È penoso, o semplicemente specchio di malafede, vedere come la risposta che ad essi viene data parla dell’efficacia o non efficacia dei vaccini, della virulenza o non virulenza del virus. Tutte questioni, per carità, importanti e più o meno controverse, a cui bisogna dare risposte di buon senso. Ma non è questo il discorso di Cacciari ed Agamben, che non possono essere ridotti nelle categorie infamanti e ormai passe-partout dei no vax e dei “negazionisti”, dei cinici giustificatori di vaganti esseri infettanti. È un discorso, il loro, concernente la libertà, il bene più caro, forse più della vita stessa con cui per molti aspetti coincide (che valore ha una vita coatta? Può definirsi ancora tale?).
L’altro giorno Le Figaro si chiedeva: “Passe sanitaire: la situation justifiie-t-elle vraiment une suspension des libertés?”. In Italia non solo una questione del genere non viene esplicitamente discussa, ma si arriva a negare che ci sia una sospensione delle libertà o persino a chiamare libertà proprio questa sospensione e non il suo contrario. Un discorso che va posto e risolto iuxta propria principia, non liquidandolo, rimuovendolo o ridicolizzandolo. Una reductio ad rediculum che Cacciari e Agamben non meritano, ma non meritiamo tutti noi esseri pensanti, e che non fa onore a chi se ne fa responsabile. Nello scriptum c’è un punto, apparentemente secondario, anzi una parola, su cui secondo me bisogna soffermarsi un attimo: “leggerezza”. È il vero centro del discorso, a mio modesto avviso.
Sul green pass non ho maturato ancora una mia tesi netta ma condivido la critica alla “leggerezza” con cui il governo, ma direi tutti noi, stiamo liquidando la questione della libertà, o rimuovendola o facendo improponibili paragoni con il semaforo rosso o il casco automobilistico.

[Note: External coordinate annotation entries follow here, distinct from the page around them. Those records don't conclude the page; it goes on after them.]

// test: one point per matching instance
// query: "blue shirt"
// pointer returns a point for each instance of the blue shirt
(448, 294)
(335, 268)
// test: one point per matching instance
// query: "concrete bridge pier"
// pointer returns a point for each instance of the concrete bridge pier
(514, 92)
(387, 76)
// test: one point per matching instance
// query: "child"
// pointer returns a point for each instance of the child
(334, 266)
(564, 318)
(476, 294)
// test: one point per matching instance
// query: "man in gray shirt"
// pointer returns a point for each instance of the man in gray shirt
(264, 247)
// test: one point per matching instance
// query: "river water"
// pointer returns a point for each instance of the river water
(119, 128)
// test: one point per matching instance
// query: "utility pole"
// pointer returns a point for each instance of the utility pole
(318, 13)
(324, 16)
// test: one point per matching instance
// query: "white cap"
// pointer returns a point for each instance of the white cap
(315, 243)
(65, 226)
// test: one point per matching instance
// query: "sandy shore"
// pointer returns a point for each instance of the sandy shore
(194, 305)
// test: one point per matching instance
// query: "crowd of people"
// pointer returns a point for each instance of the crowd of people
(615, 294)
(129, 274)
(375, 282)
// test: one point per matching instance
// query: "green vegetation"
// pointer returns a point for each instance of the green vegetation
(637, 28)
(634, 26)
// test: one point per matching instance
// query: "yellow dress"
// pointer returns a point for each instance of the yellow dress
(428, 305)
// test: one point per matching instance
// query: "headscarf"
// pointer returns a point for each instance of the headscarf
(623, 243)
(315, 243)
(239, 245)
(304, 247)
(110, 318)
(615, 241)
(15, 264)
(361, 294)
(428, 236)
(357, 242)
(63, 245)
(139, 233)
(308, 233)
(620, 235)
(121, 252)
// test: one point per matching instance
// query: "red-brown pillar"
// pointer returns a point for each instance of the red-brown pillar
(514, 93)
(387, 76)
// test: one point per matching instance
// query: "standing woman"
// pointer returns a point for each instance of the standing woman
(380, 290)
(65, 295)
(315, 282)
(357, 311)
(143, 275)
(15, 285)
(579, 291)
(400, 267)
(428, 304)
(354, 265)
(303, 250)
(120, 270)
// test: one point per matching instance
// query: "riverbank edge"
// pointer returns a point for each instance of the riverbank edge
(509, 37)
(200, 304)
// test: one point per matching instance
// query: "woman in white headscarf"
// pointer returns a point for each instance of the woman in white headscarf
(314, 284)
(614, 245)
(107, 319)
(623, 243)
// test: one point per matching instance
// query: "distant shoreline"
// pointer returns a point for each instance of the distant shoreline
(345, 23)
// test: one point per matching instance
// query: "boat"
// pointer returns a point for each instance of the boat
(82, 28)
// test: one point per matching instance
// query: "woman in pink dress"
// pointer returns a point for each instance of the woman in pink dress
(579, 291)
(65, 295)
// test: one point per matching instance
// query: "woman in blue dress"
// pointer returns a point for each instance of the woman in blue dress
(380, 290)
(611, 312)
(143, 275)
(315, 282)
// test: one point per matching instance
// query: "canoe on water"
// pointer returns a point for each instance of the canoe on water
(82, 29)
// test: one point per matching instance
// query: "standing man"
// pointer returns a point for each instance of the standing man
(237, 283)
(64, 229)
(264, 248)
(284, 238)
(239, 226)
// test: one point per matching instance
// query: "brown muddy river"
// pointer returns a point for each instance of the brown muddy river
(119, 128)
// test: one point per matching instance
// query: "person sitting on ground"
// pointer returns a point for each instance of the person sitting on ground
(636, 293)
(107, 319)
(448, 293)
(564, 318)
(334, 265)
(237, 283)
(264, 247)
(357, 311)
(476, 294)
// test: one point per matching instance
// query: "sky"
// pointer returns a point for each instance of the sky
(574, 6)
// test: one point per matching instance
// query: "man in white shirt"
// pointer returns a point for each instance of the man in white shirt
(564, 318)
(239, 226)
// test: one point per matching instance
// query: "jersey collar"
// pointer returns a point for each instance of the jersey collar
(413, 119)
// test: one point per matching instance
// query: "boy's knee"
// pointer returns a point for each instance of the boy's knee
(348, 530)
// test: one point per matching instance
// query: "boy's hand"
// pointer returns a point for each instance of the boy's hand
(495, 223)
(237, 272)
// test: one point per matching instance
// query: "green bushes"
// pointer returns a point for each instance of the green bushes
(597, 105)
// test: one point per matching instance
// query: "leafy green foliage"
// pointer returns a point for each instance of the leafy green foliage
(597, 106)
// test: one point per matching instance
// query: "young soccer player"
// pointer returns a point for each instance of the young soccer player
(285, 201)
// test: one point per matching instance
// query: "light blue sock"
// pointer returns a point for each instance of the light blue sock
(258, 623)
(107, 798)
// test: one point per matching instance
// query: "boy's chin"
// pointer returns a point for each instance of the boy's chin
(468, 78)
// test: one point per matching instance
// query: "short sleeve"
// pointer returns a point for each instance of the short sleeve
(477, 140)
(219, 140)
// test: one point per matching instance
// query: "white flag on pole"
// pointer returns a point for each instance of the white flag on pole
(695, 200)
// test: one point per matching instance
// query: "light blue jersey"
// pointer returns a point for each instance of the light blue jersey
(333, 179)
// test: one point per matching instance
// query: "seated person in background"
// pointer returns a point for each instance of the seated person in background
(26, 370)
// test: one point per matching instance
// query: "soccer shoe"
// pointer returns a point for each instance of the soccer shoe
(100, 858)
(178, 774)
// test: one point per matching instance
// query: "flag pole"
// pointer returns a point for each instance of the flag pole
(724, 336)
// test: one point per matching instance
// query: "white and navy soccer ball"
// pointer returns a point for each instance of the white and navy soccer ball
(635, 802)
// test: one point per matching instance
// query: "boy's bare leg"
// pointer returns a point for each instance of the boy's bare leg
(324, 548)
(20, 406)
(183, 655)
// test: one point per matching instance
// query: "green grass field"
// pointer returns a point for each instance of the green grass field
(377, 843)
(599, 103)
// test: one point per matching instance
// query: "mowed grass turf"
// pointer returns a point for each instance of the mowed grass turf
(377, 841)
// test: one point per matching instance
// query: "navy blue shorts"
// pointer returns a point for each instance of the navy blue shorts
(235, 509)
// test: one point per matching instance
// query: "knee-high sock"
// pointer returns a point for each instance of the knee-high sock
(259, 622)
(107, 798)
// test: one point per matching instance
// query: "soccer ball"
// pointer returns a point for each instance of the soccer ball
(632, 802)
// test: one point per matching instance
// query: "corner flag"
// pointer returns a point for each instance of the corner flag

Cioè di nuovo confondendo l’empirico con il trascendentale, il concreto con il cosiddetto “astratto” che è in verità il più concreto ancora. Non vorrei che con questa stessa “leggerezza” potessimo accettare un giorno le più crudeli costrizioni, anche quelle assolutamente ingiustificabili. Nella perdita della libertà non solo si può cascare senza volerlo, o senza accorgersene, ma si può addirittura arrivarci credendo che sia quella la vera libertà. La verità in democrazia viene fuori, almeno tendenzialmente, dalla discussione e dal ragionamento, dalla contrapposizione delle idee e non dalla demonizzazione dei diversamente pensanti. Men che mai Cacciari e Agamben, che di tutto possono essere accusati (per me sono troppo di sinistra), possono esser fatti passare per incompetenti e messi a paragone con le insindacabili sentenze degli “esperti”. Certo, caro Gramellini, un filosofo non deve fare il virologo, ma non vale nemmeno l’inverso. Qui ci sono questioni filosofiche, di principio, che rivendicano il loro peso, esigono attenzione. Solo dalla sintesi fra competenze diverse, e tutte fallibili, nasce la verità. Almeno in democrazia.
PS L’articolo più divertente che ho letto sul caso è di una persona che stimo tantissimo e che come me scrive sul quotidiano diretto da uno dei più “liberali” giornalisti che abbia mai conosciuto: Piero Sansonetti. Ed è proprio sul Riformista, che Paolo Guzzanti, è di lui che parlo, sempre lucido e quasi sempre condivisibile, questa è arrivato a scrivere che la colpa delle “sciocchezze” dette da Cacciari e Agamben in fondo in fondo non è loro ma…di Benedetto Croce. Fu il filosofo italiano, vero e non conosciuto capro espiatorio per molti della generazione di Guzzanti, che trasmise ai nostri filosofi un “istintivo disprezzo verso la scienza empirica, di cui tutta la Medicina è parte”. Beh, ho detto divertente perché questa volta, mi permetta Guzzanti la battuta, i ruoli fra lui e la figlia Caterina (che pure cita nel pezzo) sembrano essersi invertiti!